Dispersion curve calculation in viscoelastic tissue-mimicking materials using non-parametric, parametric, and high-resolution methods.

Ultrasound shear wave elastography is a modality used for noninvasive, quantitative evaluation of soft tissue mechanical properties. A common way of exploring the tissue viscoelasticity is through analyzing the shear wave velocity dispersion curves. The variation of phase velocity with frequency or wavelength is called the dispersion curve. An increase of the available spectrum to be used for phase velocity estimation is meaningful for a tissue dispersion analysis in vivo. A number of available methods for dispersion relation estimation exist which can give diffuse results due the presence of noise in the measured data.
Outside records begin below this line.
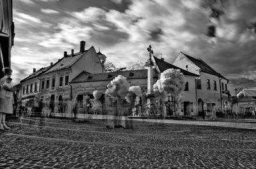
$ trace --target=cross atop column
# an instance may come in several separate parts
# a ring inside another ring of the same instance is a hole
[[[149,45],[149,47],[147,48],[148,51],[149,52],[149,58],[151,59],[151,55],[154,54],[153,50],[151,49],[151,45]]]

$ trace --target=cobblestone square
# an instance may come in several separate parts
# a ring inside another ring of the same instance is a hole
[[[256,130],[22,117],[0,131],[0,168],[255,168]]]

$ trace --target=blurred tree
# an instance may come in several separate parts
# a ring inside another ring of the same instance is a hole
[[[114,71],[116,68],[115,64],[111,62],[106,62],[104,64],[104,69],[106,71]]]

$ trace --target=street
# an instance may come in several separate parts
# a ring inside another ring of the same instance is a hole
[[[256,130],[21,117],[0,132],[0,168],[255,168]]]

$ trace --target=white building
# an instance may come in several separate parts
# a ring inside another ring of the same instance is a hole
[[[80,50],[72,49],[71,54],[64,52],[64,57],[51,68],[39,75],[40,98],[45,103],[47,112],[70,114],[72,88],[70,82],[81,72],[90,73],[104,71],[106,56],[99,57],[94,47],[84,50],[85,41],[81,41]]]
[[[196,78],[196,99],[199,115],[229,108],[228,80],[214,71],[201,59],[180,52],[173,64],[199,75]]]
[[[39,94],[40,80],[38,76],[50,68],[51,66],[42,68],[37,71],[34,68],[32,74],[20,81],[21,89],[19,99],[21,99],[23,106],[29,104],[29,100]]]
[[[179,114],[175,114],[175,115],[197,115],[195,79],[198,75],[165,62],[163,59],[159,59],[154,57],[154,60],[156,63],[156,68],[159,73],[159,77],[161,73],[170,68],[180,70],[184,75],[185,89],[181,93],[181,100],[177,107],[177,111]],[[167,98],[165,99],[165,101],[167,101],[166,99]]]

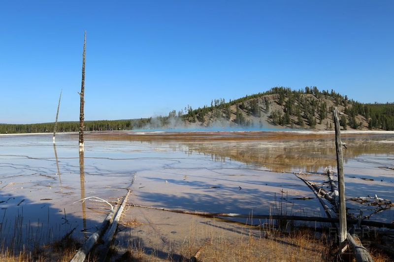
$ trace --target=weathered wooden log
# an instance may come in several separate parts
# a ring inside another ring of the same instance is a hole
[[[123,201],[122,204],[119,207],[116,212],[116,215],[114,218],[112,223],[108,231],[105,233],[105,234],[103,237],[103,244],[101,246],[99,250],[98,251],[98,261],[104,262],[105,261],[105,258],[107,257],[108,249],[111,245],[111,242],[112,241],[112,238],[115,234],[115,232],[118,227],[118,224],[119,223],[120,217],[123,212],[123,209],[127,203],[127,199],[129,198],[129,195],[131,192],[131,187],[129,188],[127,194],[126,194],[125,197],[123,198]]]
[[[313,188],[313,187],[312,186],[312,185],[308,181],[306,181],[305,179],[304,179],[302,177],[300,177],[300,176],[299,176],[298,175],[297,175],[295,173],[294,175],[295,175],[297,177],[298,177],[298,178],[299,178],[300,179],[302,180],[302,181],[304,183],[305,183],[306,184],[306,185],[307,185],[308,187],[309,188],[310,188],[310,189],[312,190],[312,191],[315,194],[315,195],[316,196],[316,197],[317,198],[318,200],[320,202],[320,204],[322,204],[322,205],[323,206],[323,208],[324,208],[324,210],[326,211],[326,213],[327,214],[327,215],[328,216],[328,217],[330,217],[330,218],[335,217],[335,216],[336,216],[335,214],[334,214],[333,211],[332,211],[332,210],[330,208],[329,208],[327,206],[327,204],[326,204],[326,203],[324,202],[324,201],[323,201],[323,199],[322,199],[322,197],[320,196],[320,195],[319,194],[319,193],[317,192],[317,191],[316,191],[315,190],[315,189]]]
[[[56,118],[55,119],[55,127],[53,128],[53,144],[55,144],[55,136],[56,135],[56,126],[58,125],[58,116],[59,116],[59,110],[60,108],[60,99],[62,99],[62,92],[63,90],[60,91],[60,96],[59,97],[59,103],[58,103],[58,111],[56,112]]]
[[[352,246],[353,255],[357,262],[373,262],[368,250],[362,244],[357,243],[351,234],[348,233],[347,236],[348,242]]]
[[[339,220],[338,218],[322,217],[306,217],[302,216],[285,216],[285,215],[261,215],[261,214],[237,214],[234,213],[211,213],[209,212],[202,212],[199,211],[189,211],[179,209],[173,209],[170,208],[165,208],[164,207],[155,207],[154,206],[149,206],[140,204],[136,204],[132,203],[129,203],[128,204],[134,207],[140,207],[142,208],[148,208],[150,209],[155,209],[167,212],[172,212],[181,214],[187,214],[189,215],[195,215],[197,216],[205,216],[207,217],[237,217],[241,218],[256,218],[257,219],[286,219],[288,220],[296,220],[300,221],[313,221],[322,223],[338,223]],[[357,224],[358,221],[357,219],[348,219],[348,223],[349,224]],[[376,227],[380,228],[387,228],[388,229],[394,229],[394,224],[388,223],[378,222],[369,220],[363,220],[361,224],[364,226],[370,227]]]
[[[117,205],[116,206],[118,206]],[[102,235],[108,226],[112,222],[114,214],[116,212],[117,209],[118,208],[115,207],[108,214],[96,232],[86,239],[83,245],[81,247],[75,255],[74,256],[74,257],[72,258],[71,262],[83,262],[85,260],[86,256],[92,250],[96,242],[97,242],[97,240]]]
[[[332,111],[335,129],[335,148],[336,163],[338,170],[338,187],[339,193],[338,211],[339,217],[339,241],[341,243],[346,240],[346,204],[345,199],[345,176],[343,174],[343,156],[341,140],[341,131],[339,126],[339,112],[337,108]]]

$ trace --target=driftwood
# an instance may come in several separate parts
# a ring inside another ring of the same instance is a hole
[[[130,186],[128,188],[127,194],[126,194],[126,196],[125,196],[125,197],[123,198],[123,201],[116,212],[116,215],[115,218],[114,218],[112,224],[111,224],[110,227],[103,236],[102,241],[103,243],[102,245],[101,245],[101,247],[98,251],[98,261],[104,262],[105,261],[105,258],[107,257],[108,251],[111,245],[111,243],[112,241],[115,232],[116,231],[116,229],[118,228],[118,224],[119,223],[121,216],[122,216],[122,214],[123,212],[123,209],[125,208],[125,206],[127,204],[127,200],[129,198],[129,195],[131,192],[131,186],[134,183],[134,181],[135,180],[136,176],[137,173],[136,172],[134,173],[134,175],[131,180],[131,183],[130,184]]]
[[[56,112],[56,118],[55,119],[55,127],[53,128],[53,144],[55,144],[55,136],[56,135],[56,126],[58,125],[58,116],[59,116],[59,110],[60,108],[60,99],[62,99],[62,92],[63,89],[60,91],[60,96],[59,97],[59,103],[58,103],[58,111]]]
[[[142,208],[148,208],[150,209],[155,209],[167,212],[172,212],[181,214],[187,214],[188,215],[195,215],[197,216],[204,216],[207,217],[237,217],[241,218],[255,218],[257,219],[284,219],[287,220],[296,220],[300,221],[313,221],[322,223],[338,223],[339,220],[338,218],[330,217],[310,217],[302,216],[285,216],[276,215],[260,215],[260,214],[237,214],[234,213],[210,213],[209,212],[202,212],[199,211],[189,211],[179,209],[173,209],[170,208],[165,208],[164,207],[155,207],[154,206],[149,206],[140,204],[135,204],[129,203],[131,206],[135,207],[140,207]],[[348,219],[347,222],[349,224],[356,224],[358,223],[357,219]],[[364,226],[370,227],[376,227],[380,228],[386,228],[388,229],[394,229],[394,224],[388,223],[378,222],[369,220],[363,220],[361,224]]]
[[[315,195],[316,196],[316,197],[319,200],[319,201],[320,202],[320,204],[322,204],[322,205],[323,206],[323,208],[324,208],[324,210],[326,211],[326,213],[327,214],[327,215],[328,216],[328,217],[329,217],[329,218],[334,218],[334,217],[335,217],[335,214],[332,214],[332,213],[333,213],[332,212],[332,210],[331,209],[330,209],[327,206],[327,204],[326,204],[326,203],[324,203],[324,201],[322,199],[322,197],[319,194],[319,193],[318,192],[318,191],[317,191],[316,190],[315,190],[315,188],[314,188],[314,187],[312,186],[311,183],[309,183],[308,181],[306,181],[305,179],[304,179],[302,177],[300,177],[300,176],[299,176],[298,175],[297,175],[295,173],[294,174],[294,175],[295,175],[297,177],[298,177],[300,179],[302,180],[302,181],[303,181],[303,182],[305,183],[306,184],[306,185],[307,185],[308,187],[309,188],[311,189],[311,190],[312,191],[312,192],[314,193],[315,193]]]
[[[79,104],[79,151],[83,151],[84,105],[85,104],[85,62],[86,55],[86,31],[85,31],[83,41],[83,54],[82,55],[82,80],[81,84],[81,92]]]
[[[94,246],[98,238],[101,236],[104,231],[108,227],[108,225],[112,221],[112,218],[114,214],[115,213],[117,208],[113,208],[113,209],[108,214],[107,217],[101,223],[101,226],[96,231],[96,232],[93,233],[93,234],[91,235],[88,238],[83,245],[78,250],[78,252],[72,258],[71,262],[83,262],[88,254],[92,250],[92,248]]]
[[[127,203],[127,199],[129,198],[129,195],[131,192],[131,187],[129,187],[127,194],[126,194],[126,195],[125,196],[123,199],[122,204],[116,212],[116,216],[115,217],[115,218],[114,218],[112,224],[111,224],[110,227],[105,233],[105,234],[103,237],[102,240],[103,243],[98,251],[98,261],[104,262],[105,261],[108,249],[109,249],[109,246],[111,245],[111,242],[112,241],[114,234],[115,234],[115,232],[116,231],[116,229],[118,227],[118,224],[119,223],[122,214],[123,212],[123,209],[125,208],[125,206]]]
[[[373,262],[372,257],[368,250],[361,244],[357,243],[353,237],[349,233],[347,233],[348,242],[352,246],[356,261],[357,262]]]
[[[345,202],[345,176],[343,174],[343,156],[341,140],[341,131],[339,126],[339,112],[337,108],[332,111],[335,129],[335,148],[336,163],[338,170],[338,188],[339,200],[338,202],[338,215],[339,216],[339,241],[341,243],[346,240],[346,204]]]

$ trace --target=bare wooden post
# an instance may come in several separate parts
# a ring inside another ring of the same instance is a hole
[[[339,126],[339,116],[338,109],[332,111],[334,124],[335,129],[335,148],[336,148],[336,162],[338,169],[338,185],[339,193],[339,241],[344,243],[346,240],[346,205],[345,203],[345,177],[343,175],[343,157],[342,156],[342,143],[341,141],[341,131]]]
[[[78,93],[80,97],[80,103],[79,106],[79,151],[83,151],[83,122],[85,117],[84,115],[84,105],[85,100],[84,95],[85,94],[85,62],[86,54],[86,31],[85,31],[85,35],[83,41],[83,55],[82,55],[82,81],[81,84],[81,92]]]
[[[60,96],[59,97],[59,103],[58,104],[58,111],[56,112],[56,118],[55,119],[55,127],[53,128],[53,144],[55,144],[55,136],[56,135],[56,126],[58,124],[58,116],[59,116],[59,109],[60,108],[60,99],[62,98],[62,92],[63,90],[60,91]]]

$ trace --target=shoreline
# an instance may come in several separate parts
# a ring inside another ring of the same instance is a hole
[[[182,131],[171,131],[170,130],[163,130],[163,131],[138,131],[133,130],[114,130],[114,131],[87,131],[84,133],[86,135],[92,134],[128,134],[133,136],[143,136],[143,135],[158,135],[165,134],[266,134],[269,133],[296,133],[299,134],[311,134],[311,135],[327,135],[335,134],[333,130],[188,130],[185,129]],[[56,135],[74,135],[78,134],[78,132],[66,132],[57,133]],[[343,135],[353,135],[353,134],[393,134],[394,131],[386,130],[341,130],[341,134]],[[0,137],[2,136],[39,136],[50,135],[52,135],[53,133],[17,133],[13,134],[0,134]]]

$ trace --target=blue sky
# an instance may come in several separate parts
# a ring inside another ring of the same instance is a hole
[[[394,101],[393,1],[0,1],[0,123],[125,119],[282,86]]]

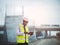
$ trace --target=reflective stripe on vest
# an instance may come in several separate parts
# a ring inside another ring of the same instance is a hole
[[[24,27],[22,24],[19,25],[19,28],[24,32]],[[28,32],[28,27],[26,27],[26,32]],[[26,35],[26,42],[28,43],[28,35]],[[25,43],[25,34],[17,36],[17,43]]]

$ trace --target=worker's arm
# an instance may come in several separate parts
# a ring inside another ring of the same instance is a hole
[[[21,30],[20,29],[18,29],[17,30],[17,35],[23,35],[24,33],[23,32],[21,32]]]

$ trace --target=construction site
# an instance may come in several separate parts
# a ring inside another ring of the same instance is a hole
[[[33,32],[28,45],[60,45],[60,0],[0,0],[0,45],[17,45],[24,17]]]

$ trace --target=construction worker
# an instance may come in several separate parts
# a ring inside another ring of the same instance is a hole
[[[19,30],[17,30],[17,44],[28,45],[28,37],[33,33],[30,33],[27,27],[28,19],[24,18],[23,23],[19,24]]]

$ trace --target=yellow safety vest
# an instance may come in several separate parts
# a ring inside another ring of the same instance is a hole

In this work we compare six selected methods used for dispersion curve calculation in viscoelastic materials. Non-parametric, parametric and high-resolution methods were examined and compared. We tested selected methods on digital phantom data created using finite-difference-based method in tissue-mimicking viscoelastic media as well as on the experimental custom tissue-mimicking phantoms. In addition, we evaluated the algorithms with different levels of added white Gaussian noise to the shear wave particle velocity from numerical phantoms. Tests conducted showed that more advanced methods can offer better frequency resolution, and less variance than the fast Fourier transform. In addition, the non-parametric Blackman-Tukey approach exhibits similar performance and can be interchangeably used for shear wave phase velocity dispersion curves calculation.